RNA-seq data were deposited in the Gene Expression Omnibus under the SuperSeries accession no. GSE105087, including the datasets GSE105085, GSE105086, and GSE113974.

Fig. S1 shows the scheme for sorting 127-LSK cells, characterization of leukemias from FL and BM sources, and serial transplantation with limiting dilution data. Fig. S2 shows quantification of serial transplantation through neonates and adults and further characterization of MLL-AF9 and MLL-ENL adult and neonatal leukemias. Fig. S3 shows analysis of adult and neonatal stromal populations, Ccl5 effects on leukemia cell subpopulations, and RNA sequencing data of B cell–specific transcripts.

We thank Drs. David Scadden, Youmna Kfoury, Scott Armstrong, and Haihua Chu for helpful conversations.
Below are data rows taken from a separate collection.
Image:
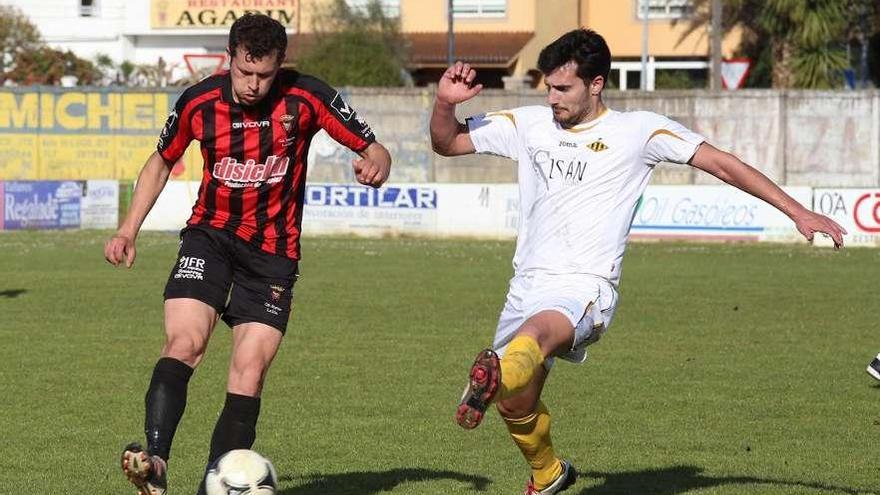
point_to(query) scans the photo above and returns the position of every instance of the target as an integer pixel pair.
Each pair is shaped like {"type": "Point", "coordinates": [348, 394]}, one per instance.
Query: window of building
{"type": "Point", "coordinates": [665, 9]}
{"type": "Point", "coordinates": [88, 8]}
{"type": "Point", "coordinates": [391, 8]}
{"type": "Point", "coordinates": [479, 8]}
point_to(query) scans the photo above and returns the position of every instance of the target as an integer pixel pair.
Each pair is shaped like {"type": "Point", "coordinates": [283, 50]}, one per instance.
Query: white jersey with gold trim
{"type": "Point", "coordinates": [579, 187]}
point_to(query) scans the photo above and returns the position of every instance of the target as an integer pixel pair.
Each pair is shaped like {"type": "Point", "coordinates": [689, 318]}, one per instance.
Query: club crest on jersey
{"type": "Point", "coordinates": [250, 173]}
{"type": "Point", "coordinates": [597, 146]}
{"type": "Point", "coordinates": [342, 108]}
{"type": "Point", "coordinates": [287, 121]}
{"type": "Point", "coordinates": [166, 130]}
{"type": "Point", "coordinates": [275, 292]}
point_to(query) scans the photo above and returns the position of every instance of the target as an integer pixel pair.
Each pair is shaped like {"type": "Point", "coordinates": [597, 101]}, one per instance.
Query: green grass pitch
{"type": "Point", "coordinates": [730, 369]}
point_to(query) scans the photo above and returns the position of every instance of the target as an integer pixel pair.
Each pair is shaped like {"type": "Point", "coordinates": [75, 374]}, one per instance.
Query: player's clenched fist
{"type": "Point", "coordinates": [118, 249]}
{"type": "Point", "coordinates": [369, 172]}
{"type": "Point", "coordinates": [457, 84]}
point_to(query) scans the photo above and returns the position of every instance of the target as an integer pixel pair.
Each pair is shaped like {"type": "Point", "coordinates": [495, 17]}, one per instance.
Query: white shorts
{"type": "Point", "coordinates": [587, 301]}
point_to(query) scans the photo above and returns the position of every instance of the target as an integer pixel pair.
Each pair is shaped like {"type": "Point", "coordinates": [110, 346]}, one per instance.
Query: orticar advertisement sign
{"type": "Point", "coordinates": [356, 209]}
{"type": "Point", "coordinates": [41, 204]}
{"type": "Point", "coordinates": [856, 210]}
{"type": "Point", "coordinates": [219, 14]}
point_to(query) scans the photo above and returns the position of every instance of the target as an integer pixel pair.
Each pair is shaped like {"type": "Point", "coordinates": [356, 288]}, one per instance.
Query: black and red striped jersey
{"type": "Point", "coordinates": [253, 182]}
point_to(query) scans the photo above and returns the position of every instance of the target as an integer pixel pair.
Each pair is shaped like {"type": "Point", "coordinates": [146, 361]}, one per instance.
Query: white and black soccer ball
{"type": "Point", "coordinates": [241, 472]}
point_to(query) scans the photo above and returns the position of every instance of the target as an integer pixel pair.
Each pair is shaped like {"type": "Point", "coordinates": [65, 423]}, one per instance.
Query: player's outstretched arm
{"type": "Point", "coordinates": [735, 172]}
{"type": "Point", "coordinates": [151, 180]}
{"type": "Point", "coordinates": [374, 165]}
{"type": "Point", "coordinates": [449, 137]}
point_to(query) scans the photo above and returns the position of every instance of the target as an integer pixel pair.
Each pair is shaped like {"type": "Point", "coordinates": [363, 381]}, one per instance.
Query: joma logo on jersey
{"type": "Point", "coordinates": [251, 125]}
{"type": "Point", "coordinates": [597, 146]}
{"type": "Point", "coordinates": [230, 169]}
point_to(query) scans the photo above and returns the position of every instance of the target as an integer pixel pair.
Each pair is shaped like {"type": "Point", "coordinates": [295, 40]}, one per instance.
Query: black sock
{"type": "Point", "coordinates": [237, 425]}
{"type": "Point", "coordinates": [165, 402]}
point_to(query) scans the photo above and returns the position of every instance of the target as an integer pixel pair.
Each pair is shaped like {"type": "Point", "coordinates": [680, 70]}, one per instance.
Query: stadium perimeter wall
{"type": "Point", "coordinates": [798, 138]}
{"type": "Point", "coordinates": [68, 156]}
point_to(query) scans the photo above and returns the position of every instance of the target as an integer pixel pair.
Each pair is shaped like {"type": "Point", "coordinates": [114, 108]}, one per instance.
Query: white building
{"type": "Point", "coordinates": [141, 31]}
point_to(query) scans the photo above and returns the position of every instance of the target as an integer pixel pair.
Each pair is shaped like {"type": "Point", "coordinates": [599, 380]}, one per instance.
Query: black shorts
{"type": "Point", "coordinates": [211, 261]}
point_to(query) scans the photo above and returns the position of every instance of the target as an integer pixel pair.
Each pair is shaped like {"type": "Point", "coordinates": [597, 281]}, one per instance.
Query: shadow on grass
{"type": "Point", "coordinates": [682, 479]}
{"type": "Point", "coordinates": [367, 483]}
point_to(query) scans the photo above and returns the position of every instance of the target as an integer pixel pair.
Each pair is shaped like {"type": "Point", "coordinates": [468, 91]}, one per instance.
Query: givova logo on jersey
{"type": "Point", "coordinates": [190, 267]}
{"type": "Point", "coordinates": [250, 173]}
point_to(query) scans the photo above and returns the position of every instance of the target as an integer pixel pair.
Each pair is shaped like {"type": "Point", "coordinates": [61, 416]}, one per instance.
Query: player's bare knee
{"type": "Point", "coordinates": [185, 347]}
{"type": "Point", "coordinates": [514, 409]}
{"type": "Point", "coordinates": [246, 380]}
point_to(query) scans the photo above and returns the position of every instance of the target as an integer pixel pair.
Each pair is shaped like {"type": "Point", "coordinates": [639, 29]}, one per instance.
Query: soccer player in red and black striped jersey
{"type": "Point", "coordinates": [240, 249]}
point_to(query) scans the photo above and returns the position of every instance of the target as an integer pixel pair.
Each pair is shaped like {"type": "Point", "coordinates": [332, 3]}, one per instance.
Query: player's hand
{"type": "Point", "coordinates": [457, 84]}
{"type": "Point", "coordinates": [370, 172]}
{"type": "Point", "coordinates": [809, 223]}
{"type": "Point", "coordinates": [118, 249]}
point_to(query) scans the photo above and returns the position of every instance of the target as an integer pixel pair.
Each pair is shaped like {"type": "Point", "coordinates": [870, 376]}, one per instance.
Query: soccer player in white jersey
{"type": "Point", "coordinates": [582, 168]}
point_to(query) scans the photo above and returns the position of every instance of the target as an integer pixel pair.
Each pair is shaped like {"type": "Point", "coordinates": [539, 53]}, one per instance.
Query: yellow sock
{"type": "Point", "coordinates": [522, 358]}
{"type": "Point", "coordinates": [532, 435]}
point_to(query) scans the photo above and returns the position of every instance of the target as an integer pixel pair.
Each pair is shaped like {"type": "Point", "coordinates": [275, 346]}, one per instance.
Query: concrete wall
{"type": "Point", "coordinates": [797, 138]}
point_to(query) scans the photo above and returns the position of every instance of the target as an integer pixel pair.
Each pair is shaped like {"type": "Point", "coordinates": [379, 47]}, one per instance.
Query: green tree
{"type": "Point", "coordinates": [355, 47]}
{"type": "Point", "coordinates": [802, 42]}
{"type": "Point", "coordinates": [17, 35]}
{"type": "Point", "coordinates": [45, 65]}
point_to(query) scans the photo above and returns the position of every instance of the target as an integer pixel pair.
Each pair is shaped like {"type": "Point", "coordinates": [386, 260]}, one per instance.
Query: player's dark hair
{"type": "Point", "coordinates": [259, 35]}
{"type": "Point", "coordinates": [585, 47]}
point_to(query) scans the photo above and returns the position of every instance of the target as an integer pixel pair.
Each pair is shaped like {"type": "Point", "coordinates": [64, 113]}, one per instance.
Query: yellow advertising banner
{"type": "Point", "coordinates": [219, 14]}
{"type": "Point", "coordinates": [54, 134]}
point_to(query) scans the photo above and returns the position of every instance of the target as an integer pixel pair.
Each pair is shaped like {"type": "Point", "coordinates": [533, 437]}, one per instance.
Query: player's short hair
{"type": "Point", "coordinates": [585, 47]}
{"type": "Point", "coordinates": [259, 35]}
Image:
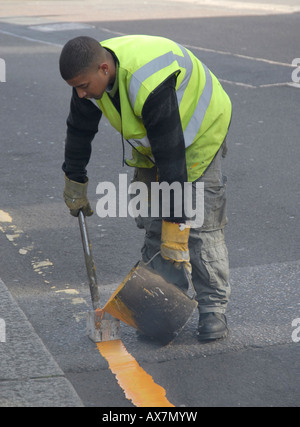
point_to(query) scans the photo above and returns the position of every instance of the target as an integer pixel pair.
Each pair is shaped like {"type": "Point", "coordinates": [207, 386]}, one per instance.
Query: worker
{"type": "Point", "coordinates": [175, 114]}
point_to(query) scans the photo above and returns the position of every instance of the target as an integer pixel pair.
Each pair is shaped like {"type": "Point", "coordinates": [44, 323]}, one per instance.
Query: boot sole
{"type": "Point", "coordinates": [212, 336]}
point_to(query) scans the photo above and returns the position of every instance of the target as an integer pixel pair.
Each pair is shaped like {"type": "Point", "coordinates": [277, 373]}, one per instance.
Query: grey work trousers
{"type": "Point", "coordinates": [208, 251]}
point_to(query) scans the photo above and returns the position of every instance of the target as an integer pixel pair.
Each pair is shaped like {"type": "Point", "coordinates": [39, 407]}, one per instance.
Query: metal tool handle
{"type": "Point", "coordinates": [89, 261]}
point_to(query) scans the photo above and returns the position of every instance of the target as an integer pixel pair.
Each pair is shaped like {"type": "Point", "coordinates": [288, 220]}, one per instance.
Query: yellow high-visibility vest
{"type": "Point", "coordinates": [145, 62]}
This work was supported by the National Heart, Lung, and Blood Institute Progenitor Cell Translation Consortium (grant U01HL134812), the National Institute of Diabetes and Digestive and Kidney Diseases (grant R24DK092760 to G.Q. Daley and grant K08DK114527 to R.G. Rowe), Alex’s Lemonade Stand Foundation for Childhood Cancer and the Doris Duke Medical Charitable Foundation (G.Q. Daley), and a St. Baldrick’s Foundation Fellowship and a Pedals for Pediatrics grant to R.G. Rowe.
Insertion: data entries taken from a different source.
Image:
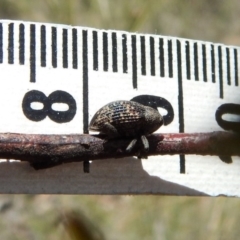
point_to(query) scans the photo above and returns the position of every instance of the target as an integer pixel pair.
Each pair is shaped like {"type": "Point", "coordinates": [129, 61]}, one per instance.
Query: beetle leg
{"type": "Point", "coordinates": [131, 145]}
{"type": "Point", "coordinates": [110, 130]}
{"type": "Point", "coordinates": [145, 143]}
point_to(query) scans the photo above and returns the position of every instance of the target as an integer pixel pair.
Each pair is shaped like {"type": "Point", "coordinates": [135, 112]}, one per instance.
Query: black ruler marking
{"type": "Point", "coordinates": [85, 79]}
{"type": "Point", "coordinates": [188, 69]}
{"type": "Point", "coordinates": [213, 63]}
{"type": "Point", "coordinates": [43, 46]}
{"type": "Point", "coordinates": [180, 103]}
{"type": "Point", "coordinates": [32, 53]}
{"type": "Point", "coordinates": [170, 59]}
{"type": "Point", "coordinates": [204, 62]}
{"type": "Point", "coordinates": [161, 57]}
{"type": "Point", "coordinates": [1, 43]}
{"type": "Point", "coordinates": [86, 165]}
{"type": "Point", "coordinates": [21, 44]}
{"type": "Point", "coordinates": [65, 48]}
{"type": "Point", "coordinates": [114, 52]}
{"type": "Point", "coordinates": [152, 56]}
{"type": "Point", "coordinates": [228, 66]}
{"type": "Point", "coordinates": [54, 47]}
{"type": "Point", "coordinates": [236, 66]}
{"type": "Point", "coordinates": [95, 50]}
{"type": "Point", "coordinates": [105, 51]}
{"type": "Point", "coordinates": [10, 43]}
{"type": "Point", "coordinates": [143, 55]}
{"type": "Point", "coordinates": [196, 73]}
{"type": "Point", "coordinates": [220, 72]}
{"type": "Point", "coordinates": [134, 61]}
{"type": "Point", "coordinates": [124, 53]}
{"type": "Point", "coordinates": [74, 48]}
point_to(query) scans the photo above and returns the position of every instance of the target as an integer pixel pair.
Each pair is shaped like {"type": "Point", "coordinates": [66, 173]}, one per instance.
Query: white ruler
{"type": "Point", "coordinates": [55, 77]}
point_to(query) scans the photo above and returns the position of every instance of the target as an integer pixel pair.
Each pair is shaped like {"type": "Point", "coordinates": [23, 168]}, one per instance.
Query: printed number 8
{"type": "Point", "coordinates": [54, 97]}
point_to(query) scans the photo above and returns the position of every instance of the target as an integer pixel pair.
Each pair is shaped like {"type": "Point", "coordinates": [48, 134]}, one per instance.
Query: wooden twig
{"type": "Point", "coordinates": [50, 150]}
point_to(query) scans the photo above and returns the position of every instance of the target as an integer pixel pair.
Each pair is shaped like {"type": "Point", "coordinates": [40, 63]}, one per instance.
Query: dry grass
{"type": "Point", "coordinates": [128, 217]}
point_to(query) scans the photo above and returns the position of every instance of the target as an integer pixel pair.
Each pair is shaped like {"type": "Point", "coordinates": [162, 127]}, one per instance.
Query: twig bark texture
{"type": "Point", "coordinates": [50, 150]}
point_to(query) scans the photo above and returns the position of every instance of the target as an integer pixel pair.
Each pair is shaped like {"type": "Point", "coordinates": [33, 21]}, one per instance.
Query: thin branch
{"type": "Point", "coordinates": [49, 150]}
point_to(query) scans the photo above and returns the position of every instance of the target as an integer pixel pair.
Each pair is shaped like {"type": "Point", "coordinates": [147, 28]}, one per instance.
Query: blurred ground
{"type": "Point", "coordinates": [127, 217]}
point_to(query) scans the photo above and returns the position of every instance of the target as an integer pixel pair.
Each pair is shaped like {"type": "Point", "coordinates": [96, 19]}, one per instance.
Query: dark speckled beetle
{"type": "Point", "coordinates": [127, 118]}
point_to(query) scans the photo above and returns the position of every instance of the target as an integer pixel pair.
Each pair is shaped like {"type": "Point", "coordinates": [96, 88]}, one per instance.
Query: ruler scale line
{"type": "Point", "coordinates": [228, 66]}
{"type": "Point", "coordinates": [213, 63]}
{"type": "Point", "coordinates": [43, 46]}
{"type": "Point", "coordinates": [161, 57]}
{"type": "Point", "coordinates": [74, 49]}
{"type": "Point", "coordinates": [134, 60]}
{"type": "Point", "coordinates": [204, 63]}
{"type": "Point", "coordinates": [105, 51]}
{"type": "Point", "coordinates": [236, 66]}
{"type": "Point", "coordinates": [124, 53]}
{"type": "Point", "coordinates": [170, 59]}
{"type": "Point", "coordinates": [32, 53]}
{"type": "Point", "coordinates": [21, 44]}
{"type": "Point", "coordinates": [85, 79]}
{"type": "Point", "coordinates": [187, 49]}
{"type": "Point", "coordinates": [95, 50]}
{"type": "Point", "coordinates": [152, 56]}
{"type": "Point", "coordinates": [114, 52]}
{"type": "Point", "coordinates": [220, 72]}
{"type": "Point", "coordinates": [180, 103]}
{"type": "Point", "coordinates": [143, 55]}
{"type": "Point", "coordinates": [65, 48]}
{"type": "Point", "coordinates": [54, 47]}
{"type": "Point", "coordinates": [10, 43]}
{"type": "Point", "coordinates": [196, 73]}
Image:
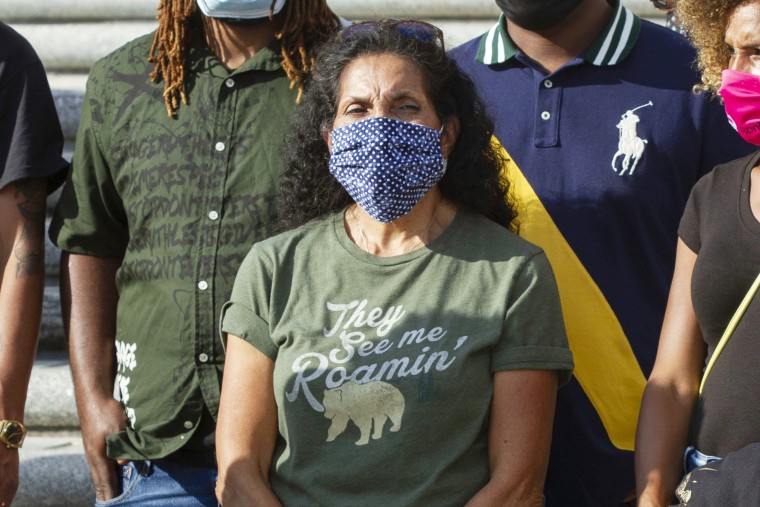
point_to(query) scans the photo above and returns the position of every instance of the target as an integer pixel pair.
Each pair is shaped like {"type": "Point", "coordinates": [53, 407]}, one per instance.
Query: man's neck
{"type": "Point", "coordinates": [555, 46]}
{"type": "Point", "coordinates": [235, 43]}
The authors declare no competing financial interests.

Author contributions: R.G. Rowe designed the research, performed experiments, analyzed data, and wrote the paper. E. Lummertz da Rocha and M.D. Fleming analyzed data. P. Sousa, P. Missios, D.K. Jha, M. Morse, W. Marion, A. Yermalovich, J. Barragan, and R. Mathieu performed experiments and analyzed data. T.E. North and G.Q. Daley designed the research, analyzed data, and wrote the paper.